• U.S.

Medicine: Dangerous Souvenir

2 minute read
TIME

The hand grenades and mortar shells brought home by World War II veterans are not the only souvenirs which sometimes blow up later. Sergeant Wilson Posie Noles, an Air Force ground crewman from 1942 to 1945, found that microscopic, disease-causing organisms, unknowingly picked up, can behave the same way.

Somewhere along the line from Algeria to Tunisia to Sicily to Italy, Noles was bitten by a sand flea. In southern Italy he came down with aches, chills and fever. Doctors said it was malaria, and dosed him with quinine. Off & on, after settling down again at home in La Grange, Ga., Veteran Noles kept getting his old aches and fevers. He had no pep, lost 25 Ibs.

At Lawson Veterans Administration Hospital in Atlanta, report Dr. William J. Senter and two colleagues in the current American Journal of Medicine, Noles was found to have kala-azar, a disease unknown in the U.S. until just before the war. Some symptoms of kala-azar are like those of malaria, but the invading parasite is different: a protozoon named Leishmania donovani.

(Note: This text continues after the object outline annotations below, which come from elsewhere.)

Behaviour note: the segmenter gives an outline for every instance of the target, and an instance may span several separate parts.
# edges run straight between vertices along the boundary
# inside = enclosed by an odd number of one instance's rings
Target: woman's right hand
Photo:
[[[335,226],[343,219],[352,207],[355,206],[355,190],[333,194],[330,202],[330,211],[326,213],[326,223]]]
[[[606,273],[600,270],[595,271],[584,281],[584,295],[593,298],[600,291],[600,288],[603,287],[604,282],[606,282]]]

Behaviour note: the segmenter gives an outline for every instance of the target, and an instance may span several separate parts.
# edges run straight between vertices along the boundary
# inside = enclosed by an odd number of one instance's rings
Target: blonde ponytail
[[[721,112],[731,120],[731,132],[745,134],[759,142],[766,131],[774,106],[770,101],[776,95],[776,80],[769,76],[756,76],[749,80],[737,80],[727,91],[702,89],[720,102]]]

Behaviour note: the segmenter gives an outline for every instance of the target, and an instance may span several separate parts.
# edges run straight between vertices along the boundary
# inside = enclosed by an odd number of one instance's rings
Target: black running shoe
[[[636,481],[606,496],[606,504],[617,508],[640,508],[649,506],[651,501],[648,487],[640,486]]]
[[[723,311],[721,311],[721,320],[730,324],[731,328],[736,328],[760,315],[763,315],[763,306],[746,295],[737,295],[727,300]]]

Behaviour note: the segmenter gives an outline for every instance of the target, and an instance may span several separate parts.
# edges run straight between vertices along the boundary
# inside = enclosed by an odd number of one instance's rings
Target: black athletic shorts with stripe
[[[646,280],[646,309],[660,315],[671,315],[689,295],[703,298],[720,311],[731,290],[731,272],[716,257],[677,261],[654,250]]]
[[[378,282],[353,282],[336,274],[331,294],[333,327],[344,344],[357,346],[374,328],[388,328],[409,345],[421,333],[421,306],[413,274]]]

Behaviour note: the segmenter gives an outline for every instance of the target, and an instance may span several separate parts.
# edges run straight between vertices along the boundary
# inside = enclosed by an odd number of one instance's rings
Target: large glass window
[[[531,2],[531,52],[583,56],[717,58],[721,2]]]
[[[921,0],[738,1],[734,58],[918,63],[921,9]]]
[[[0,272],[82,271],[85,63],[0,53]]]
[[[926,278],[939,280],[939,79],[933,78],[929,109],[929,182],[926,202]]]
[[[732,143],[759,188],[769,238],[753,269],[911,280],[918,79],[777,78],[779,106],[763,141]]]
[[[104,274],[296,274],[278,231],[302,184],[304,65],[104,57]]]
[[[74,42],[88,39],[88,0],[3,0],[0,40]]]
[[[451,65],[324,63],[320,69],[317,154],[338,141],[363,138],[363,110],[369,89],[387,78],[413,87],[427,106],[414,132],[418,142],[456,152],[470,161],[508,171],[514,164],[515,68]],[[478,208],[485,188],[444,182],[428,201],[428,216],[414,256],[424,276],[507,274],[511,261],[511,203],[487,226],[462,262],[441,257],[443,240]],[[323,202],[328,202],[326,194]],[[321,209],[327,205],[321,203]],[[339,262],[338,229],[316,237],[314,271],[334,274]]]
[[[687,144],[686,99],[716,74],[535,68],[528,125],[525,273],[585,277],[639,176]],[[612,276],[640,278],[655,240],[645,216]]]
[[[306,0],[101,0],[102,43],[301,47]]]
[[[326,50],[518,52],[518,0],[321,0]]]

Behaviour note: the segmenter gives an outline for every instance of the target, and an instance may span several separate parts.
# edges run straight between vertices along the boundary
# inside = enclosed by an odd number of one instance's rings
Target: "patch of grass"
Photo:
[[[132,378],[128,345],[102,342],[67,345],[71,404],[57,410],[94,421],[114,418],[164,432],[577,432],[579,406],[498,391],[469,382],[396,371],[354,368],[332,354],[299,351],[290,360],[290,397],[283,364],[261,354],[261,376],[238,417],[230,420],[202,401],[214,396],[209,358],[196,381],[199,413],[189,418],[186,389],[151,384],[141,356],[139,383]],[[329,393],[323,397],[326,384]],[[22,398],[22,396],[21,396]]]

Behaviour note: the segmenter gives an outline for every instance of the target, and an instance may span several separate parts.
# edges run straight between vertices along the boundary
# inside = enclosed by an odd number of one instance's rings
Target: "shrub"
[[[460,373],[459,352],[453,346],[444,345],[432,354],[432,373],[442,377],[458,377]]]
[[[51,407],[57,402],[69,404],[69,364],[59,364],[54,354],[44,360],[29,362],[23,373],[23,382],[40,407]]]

Once diagnosed, the disease is easily treated with daily injections of ethylstibamine, an,antimony compound. Noles went home after six weeks, pronounced cured.

Kala-azar is found in the Mediterranean basin, in India (where it got its name, meaning black disease), China and Brazil. Prewar cases in the U.S. were mostly Lascar seamen or visitors from the Orient. Then scores of U.S. servicemen caught the disease. Many cases may still be lurking in veterans’ bloodstreams as “undiagnosed fever.” U.S. doctors have been alerted against it.

Though it is fatal in 90% to 95% of untreated cases, kala-azar can nearly always be cured with antimony compounds.